I HAVE AN IDEA

Story ideas are elusive things to define. I think the most repeated question writers must encounter is: “Where do your ideas come from?” And even though this question has become a cliché and the bane of writers during interviews, every time I come across an amazing idea/concept/character, I can’t help but stop, lower my book and wonder, “How the hell did they come up with that?”

In interviews, the writers always seem to struggle to come up with an answer that satisfies them. I think the reason for this is that writers want to create an answer that is clever and apt; but there is no clever and apt answer. The question would probably have to be delivered on a case-by-case basis for the writer to provide an accurate answer.

i.e.

Q: “In scene x with character y, how did you come up with the idea for character x to say dialogue z?”
A: “I read it on a cereal box.”

As you can see this process would be rather tedious and make for a long-winded interview.

But despite the logical answer most writers eventually give, “Lots of places,” the desire to know, to understand the fountain of greatness and where it springs from, is still there. As an aspiring writer, I can’t help but hunger to understand the workings of their minds and follow the track their synapses took to come to the amazing conclusion that is their piece of writing. The reasoning is a simple one: If I can understand it, I can replicate it.

Recently I’ve been looking over some of my old writing and found myself asking the question of where the ideas came from to myself. Time has fogged my memory enough that the exact moment of inspiration has faded leaving me in a dementia-like fugue about how I came to put those exact words to paper. But my weak long-term memory gives me the opportunity to answer the question of where ideas come from to myself:

Ideas come from lots of places. (Wait, there’s more). So many times it is a random string of events that results in an idea. It could start with the briefest glimpse I get of a man and a child on the footpath as I’m driving down the road. Maybe the boy is picking something off the pavement and the man is bending down to see what he’s found. And maybe as I’m driving past I’m not thinking about writing or stories, I’m thinking about the dessert I’m going to eat that night, but that fleeting images snags something in my head. The image sticks and dessert slips from my brain and I find myself wondering what the boy might have found. Idea.

The next stage to the answer is that ideas are usually more than one idea, they’re a mutated amalgamation of ideas. Maybe earlier that day I was shopping for dessert when I came across a metallic frog that when you click its belly it sounds like it’s croaking. (This item actually exists, my dad has it, but for the purposes of the example let’s say I found it at the shops). I remember this curious item and suddenly I know in my story what it is the boy has found. He brushes off the dirt to reveal a tarnished and beat-up metallic frog that croaks when you push its belly. Idea.

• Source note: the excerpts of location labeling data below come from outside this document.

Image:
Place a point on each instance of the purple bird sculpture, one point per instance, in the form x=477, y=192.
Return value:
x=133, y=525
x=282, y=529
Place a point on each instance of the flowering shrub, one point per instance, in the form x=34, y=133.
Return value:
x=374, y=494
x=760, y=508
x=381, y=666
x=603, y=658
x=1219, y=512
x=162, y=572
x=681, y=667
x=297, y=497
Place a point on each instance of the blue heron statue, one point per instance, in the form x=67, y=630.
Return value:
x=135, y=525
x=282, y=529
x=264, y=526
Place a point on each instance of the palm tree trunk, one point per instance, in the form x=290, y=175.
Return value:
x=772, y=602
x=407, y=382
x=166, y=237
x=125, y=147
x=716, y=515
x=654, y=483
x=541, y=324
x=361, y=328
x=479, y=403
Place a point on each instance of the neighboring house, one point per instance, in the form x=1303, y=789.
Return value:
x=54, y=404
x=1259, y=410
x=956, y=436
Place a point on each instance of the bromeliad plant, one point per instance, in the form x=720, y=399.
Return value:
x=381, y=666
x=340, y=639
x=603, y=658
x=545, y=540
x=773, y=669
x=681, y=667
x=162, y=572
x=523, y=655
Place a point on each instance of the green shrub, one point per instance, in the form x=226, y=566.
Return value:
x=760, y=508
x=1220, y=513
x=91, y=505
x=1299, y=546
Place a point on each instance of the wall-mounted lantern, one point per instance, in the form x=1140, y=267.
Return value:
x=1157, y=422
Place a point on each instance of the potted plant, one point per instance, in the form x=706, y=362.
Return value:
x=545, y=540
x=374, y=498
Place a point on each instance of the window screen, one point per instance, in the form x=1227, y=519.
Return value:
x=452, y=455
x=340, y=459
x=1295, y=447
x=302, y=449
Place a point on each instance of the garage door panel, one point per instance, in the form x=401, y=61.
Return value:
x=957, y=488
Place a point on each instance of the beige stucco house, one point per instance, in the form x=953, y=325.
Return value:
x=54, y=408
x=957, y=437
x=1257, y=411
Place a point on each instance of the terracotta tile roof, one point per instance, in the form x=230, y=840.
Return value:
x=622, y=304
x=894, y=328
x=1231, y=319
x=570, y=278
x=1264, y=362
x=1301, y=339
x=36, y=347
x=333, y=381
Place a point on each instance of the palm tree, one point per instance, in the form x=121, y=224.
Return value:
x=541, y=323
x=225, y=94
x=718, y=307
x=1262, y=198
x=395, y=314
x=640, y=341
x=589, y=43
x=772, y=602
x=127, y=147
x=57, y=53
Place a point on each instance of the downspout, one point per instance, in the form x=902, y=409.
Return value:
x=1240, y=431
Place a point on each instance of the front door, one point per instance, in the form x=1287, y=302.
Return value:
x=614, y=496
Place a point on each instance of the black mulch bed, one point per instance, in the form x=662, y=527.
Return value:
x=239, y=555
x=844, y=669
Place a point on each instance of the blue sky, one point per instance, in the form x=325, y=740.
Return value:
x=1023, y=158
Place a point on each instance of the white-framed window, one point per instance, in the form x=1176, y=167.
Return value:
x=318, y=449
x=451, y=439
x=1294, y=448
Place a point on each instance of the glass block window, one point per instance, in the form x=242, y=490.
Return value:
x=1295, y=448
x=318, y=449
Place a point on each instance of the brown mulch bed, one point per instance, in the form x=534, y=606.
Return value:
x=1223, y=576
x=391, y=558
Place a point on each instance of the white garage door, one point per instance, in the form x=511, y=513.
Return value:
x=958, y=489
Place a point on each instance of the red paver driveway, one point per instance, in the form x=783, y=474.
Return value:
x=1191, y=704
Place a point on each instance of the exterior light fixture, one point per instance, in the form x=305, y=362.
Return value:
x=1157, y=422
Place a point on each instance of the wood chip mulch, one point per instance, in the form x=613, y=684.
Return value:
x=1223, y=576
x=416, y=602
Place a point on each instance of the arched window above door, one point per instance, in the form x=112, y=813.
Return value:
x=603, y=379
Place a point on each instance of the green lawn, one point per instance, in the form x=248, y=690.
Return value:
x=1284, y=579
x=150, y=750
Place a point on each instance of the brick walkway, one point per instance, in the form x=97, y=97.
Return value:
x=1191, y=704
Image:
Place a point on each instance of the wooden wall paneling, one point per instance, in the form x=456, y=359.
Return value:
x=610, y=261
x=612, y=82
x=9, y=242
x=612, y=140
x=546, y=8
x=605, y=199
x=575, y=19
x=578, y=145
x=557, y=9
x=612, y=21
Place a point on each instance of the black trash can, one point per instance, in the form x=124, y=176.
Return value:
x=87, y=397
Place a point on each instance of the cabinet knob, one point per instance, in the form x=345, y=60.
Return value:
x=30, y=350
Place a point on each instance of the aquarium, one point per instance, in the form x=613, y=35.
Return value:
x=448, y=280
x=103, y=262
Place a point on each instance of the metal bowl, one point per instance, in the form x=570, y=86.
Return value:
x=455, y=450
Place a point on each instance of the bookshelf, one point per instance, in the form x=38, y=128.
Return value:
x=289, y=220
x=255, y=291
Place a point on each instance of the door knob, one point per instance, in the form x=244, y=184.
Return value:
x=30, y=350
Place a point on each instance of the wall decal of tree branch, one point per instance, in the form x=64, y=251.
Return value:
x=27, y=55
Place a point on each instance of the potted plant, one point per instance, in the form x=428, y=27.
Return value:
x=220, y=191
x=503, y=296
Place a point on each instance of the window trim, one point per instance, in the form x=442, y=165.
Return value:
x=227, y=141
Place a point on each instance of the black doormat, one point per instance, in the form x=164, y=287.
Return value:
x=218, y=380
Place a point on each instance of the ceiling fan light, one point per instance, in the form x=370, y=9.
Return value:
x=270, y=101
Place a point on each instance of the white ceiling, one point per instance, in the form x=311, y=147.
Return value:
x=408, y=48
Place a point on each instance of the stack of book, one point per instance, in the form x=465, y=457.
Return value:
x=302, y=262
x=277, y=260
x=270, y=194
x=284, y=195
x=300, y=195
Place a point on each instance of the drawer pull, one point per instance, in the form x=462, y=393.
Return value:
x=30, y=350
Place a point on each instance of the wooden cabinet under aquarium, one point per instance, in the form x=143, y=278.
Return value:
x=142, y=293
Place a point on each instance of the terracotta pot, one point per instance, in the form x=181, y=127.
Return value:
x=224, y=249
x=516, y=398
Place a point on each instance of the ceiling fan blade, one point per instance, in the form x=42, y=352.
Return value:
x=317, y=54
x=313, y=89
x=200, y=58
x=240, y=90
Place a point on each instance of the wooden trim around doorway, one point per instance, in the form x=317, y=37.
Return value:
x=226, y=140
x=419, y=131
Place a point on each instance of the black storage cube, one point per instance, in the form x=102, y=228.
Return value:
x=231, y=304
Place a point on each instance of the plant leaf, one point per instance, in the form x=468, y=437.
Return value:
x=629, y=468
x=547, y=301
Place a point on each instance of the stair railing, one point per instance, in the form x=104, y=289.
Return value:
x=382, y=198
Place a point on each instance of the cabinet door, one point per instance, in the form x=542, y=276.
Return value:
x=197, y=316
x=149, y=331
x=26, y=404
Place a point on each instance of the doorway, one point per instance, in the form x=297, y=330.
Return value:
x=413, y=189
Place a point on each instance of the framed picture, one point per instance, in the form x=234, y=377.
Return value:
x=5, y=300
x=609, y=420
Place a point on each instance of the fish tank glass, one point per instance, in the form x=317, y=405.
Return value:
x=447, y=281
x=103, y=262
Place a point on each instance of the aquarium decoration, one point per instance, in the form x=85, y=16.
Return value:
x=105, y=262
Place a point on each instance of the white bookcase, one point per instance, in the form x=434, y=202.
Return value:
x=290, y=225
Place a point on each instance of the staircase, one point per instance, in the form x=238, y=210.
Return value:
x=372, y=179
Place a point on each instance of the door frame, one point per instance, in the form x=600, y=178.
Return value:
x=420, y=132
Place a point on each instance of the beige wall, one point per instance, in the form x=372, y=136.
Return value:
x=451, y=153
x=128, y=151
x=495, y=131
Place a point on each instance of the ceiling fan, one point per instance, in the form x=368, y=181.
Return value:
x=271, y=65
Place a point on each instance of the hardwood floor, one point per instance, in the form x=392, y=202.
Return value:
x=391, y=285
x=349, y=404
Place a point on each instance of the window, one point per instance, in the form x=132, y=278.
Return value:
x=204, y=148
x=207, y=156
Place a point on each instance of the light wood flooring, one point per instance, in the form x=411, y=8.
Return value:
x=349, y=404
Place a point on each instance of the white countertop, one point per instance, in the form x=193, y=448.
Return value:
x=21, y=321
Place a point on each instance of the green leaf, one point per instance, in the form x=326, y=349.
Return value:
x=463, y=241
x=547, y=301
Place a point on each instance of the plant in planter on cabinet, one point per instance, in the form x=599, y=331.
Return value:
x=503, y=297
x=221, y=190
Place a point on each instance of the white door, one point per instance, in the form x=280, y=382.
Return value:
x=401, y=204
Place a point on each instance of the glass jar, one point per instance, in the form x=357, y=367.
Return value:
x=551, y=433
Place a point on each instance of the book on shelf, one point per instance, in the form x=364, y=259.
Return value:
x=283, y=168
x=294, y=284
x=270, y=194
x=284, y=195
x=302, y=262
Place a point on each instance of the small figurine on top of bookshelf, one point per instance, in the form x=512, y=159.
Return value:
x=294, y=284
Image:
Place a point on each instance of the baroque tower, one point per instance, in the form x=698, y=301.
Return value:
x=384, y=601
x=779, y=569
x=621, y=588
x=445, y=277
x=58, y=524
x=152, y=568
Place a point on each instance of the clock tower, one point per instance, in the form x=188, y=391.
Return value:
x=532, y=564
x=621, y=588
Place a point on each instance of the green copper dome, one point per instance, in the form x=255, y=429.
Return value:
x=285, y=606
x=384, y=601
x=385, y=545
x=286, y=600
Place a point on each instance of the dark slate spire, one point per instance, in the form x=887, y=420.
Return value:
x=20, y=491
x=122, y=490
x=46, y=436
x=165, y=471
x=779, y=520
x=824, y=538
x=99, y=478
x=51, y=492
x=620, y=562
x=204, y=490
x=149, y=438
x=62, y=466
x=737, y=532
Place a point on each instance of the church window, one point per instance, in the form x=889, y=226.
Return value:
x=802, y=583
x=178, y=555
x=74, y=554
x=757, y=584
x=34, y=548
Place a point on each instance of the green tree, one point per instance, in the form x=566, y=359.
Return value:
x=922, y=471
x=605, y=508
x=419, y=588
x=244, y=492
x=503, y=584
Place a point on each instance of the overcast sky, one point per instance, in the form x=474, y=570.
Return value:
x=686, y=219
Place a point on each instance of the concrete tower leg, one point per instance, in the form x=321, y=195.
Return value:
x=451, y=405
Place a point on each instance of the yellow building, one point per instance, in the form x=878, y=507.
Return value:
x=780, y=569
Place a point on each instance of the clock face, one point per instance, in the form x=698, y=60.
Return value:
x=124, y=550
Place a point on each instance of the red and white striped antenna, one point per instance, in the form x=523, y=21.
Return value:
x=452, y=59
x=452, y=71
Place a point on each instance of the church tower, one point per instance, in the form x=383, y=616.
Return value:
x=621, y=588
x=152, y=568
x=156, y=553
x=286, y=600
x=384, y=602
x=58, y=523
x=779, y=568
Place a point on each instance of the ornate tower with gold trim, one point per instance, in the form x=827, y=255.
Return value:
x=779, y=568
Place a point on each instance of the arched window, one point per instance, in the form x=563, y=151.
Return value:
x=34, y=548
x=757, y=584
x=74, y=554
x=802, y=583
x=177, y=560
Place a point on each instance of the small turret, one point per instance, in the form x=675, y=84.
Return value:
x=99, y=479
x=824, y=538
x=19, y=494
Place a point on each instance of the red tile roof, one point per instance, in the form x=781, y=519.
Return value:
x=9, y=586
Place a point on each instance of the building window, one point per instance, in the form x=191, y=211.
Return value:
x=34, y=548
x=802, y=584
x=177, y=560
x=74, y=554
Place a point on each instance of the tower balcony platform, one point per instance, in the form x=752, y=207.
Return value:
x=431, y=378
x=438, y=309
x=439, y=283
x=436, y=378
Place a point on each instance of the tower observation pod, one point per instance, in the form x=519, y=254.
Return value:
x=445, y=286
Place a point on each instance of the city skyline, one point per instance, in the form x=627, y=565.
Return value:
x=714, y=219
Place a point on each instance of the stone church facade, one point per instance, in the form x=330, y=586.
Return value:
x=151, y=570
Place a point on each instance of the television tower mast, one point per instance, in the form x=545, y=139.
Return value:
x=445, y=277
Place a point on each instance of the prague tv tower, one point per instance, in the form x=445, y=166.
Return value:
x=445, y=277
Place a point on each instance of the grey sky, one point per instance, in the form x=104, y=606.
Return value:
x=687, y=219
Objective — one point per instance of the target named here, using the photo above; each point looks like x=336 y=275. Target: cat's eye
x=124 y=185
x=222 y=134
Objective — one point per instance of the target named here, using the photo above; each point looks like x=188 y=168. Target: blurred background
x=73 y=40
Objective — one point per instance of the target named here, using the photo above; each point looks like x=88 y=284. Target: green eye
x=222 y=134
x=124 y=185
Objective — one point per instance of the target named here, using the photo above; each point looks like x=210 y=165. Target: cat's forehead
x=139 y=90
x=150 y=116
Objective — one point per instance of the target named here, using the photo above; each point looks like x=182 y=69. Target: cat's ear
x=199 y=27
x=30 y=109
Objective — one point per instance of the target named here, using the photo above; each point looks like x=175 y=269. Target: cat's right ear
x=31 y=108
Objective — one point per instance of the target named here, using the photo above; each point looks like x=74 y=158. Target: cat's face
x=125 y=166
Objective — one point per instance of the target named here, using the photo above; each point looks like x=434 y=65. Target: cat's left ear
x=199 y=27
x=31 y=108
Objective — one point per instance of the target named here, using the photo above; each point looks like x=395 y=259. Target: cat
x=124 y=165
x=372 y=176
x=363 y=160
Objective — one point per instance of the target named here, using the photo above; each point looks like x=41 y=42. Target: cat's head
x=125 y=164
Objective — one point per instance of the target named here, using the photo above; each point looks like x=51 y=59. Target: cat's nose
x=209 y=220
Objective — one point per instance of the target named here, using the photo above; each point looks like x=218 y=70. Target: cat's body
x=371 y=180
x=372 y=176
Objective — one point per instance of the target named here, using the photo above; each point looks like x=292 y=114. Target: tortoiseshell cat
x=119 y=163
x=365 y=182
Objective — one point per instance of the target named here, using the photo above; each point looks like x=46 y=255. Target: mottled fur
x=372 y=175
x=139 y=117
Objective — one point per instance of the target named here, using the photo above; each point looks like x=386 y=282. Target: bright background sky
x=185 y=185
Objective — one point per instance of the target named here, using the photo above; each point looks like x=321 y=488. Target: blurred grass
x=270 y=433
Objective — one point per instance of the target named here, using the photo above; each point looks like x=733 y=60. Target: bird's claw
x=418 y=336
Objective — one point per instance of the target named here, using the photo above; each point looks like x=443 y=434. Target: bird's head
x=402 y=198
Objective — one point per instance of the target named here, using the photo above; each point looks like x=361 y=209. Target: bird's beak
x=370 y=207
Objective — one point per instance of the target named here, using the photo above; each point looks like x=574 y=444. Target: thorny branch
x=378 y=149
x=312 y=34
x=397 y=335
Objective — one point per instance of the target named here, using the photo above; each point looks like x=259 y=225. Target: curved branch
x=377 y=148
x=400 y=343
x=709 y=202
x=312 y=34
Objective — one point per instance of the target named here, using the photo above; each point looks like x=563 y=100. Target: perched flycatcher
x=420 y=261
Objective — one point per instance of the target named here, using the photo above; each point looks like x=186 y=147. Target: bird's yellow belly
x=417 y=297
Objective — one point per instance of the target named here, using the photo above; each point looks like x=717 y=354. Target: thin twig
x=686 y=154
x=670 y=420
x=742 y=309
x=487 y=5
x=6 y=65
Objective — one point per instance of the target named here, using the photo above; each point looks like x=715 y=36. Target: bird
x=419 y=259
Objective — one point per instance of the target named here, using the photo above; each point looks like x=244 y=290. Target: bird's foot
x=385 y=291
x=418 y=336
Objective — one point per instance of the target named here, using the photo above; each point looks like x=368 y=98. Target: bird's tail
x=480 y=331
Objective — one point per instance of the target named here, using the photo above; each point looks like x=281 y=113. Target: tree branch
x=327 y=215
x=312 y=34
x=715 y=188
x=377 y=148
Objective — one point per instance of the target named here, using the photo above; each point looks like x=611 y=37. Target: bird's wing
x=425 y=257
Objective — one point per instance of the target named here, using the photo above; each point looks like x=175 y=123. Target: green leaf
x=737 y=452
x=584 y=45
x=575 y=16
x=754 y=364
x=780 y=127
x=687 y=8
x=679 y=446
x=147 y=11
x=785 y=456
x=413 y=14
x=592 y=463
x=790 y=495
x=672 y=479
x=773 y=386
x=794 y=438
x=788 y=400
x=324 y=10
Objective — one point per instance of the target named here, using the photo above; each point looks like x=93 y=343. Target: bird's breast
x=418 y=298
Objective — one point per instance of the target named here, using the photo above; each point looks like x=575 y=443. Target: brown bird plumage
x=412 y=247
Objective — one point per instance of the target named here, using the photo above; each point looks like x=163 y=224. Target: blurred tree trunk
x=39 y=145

Now this is just the frame of a story, a starting place, but through this string of memories, moments, and images, a story idea is cobbled together. Questions come from this beginning: “What does the boy do with the metal frog?”, “What does the man do with it?”, “Will the frog become an animated spirit, whispering to the boy in the night, speaking of greatness in a croaky voice?” The answers to these questions are part of the story idea process.

And maybe at this point I want to insert a moral or meaning to the story. Maybe I know an elderly man who collects wombat paraphernalia, only now in my story the old man has a frog paraphernalia collection. And maybe the metallic frog was the first item he ever received, and suddenly the story’s about ownership and lost things. Idea.

The beauty of this demonstration is that anything can be story. Or maybe it should be everything is story. Every conversation, every freeze-frame image, every unique quirk, every memory, or smell, or taste can go into a story. These details are what make a story feel real and special and makes readers like me stop and wonder how they came up with something so original and perfect.

One of the things I enjoy most about writing is there is no such thing as wrong. Anything that is sticking to the roof of your brain can be jotted down, explored, and fed with creativity until it becomes something bigger that the original image of a boy and a man finding something on the pavement. It becomes plot, and interesting characters, and mythology, and a mini-reality put to paper.

Where do stories ideas come from?

Where don’t they come from.

4 thoughts on “I HAVE AN IDEA

  1. Sometimes the story ends up eliminating the idea that inspired it. Who knows. I usually don’t remember what I meant to write once get to the end. i just have what I have.

    • Very true. Often I have an inspired moment, and an story seems to drop in my head in its entirety. But by the time I’ve put it down on paper it’s a completely different story. Makes me wonder what happened to the original story.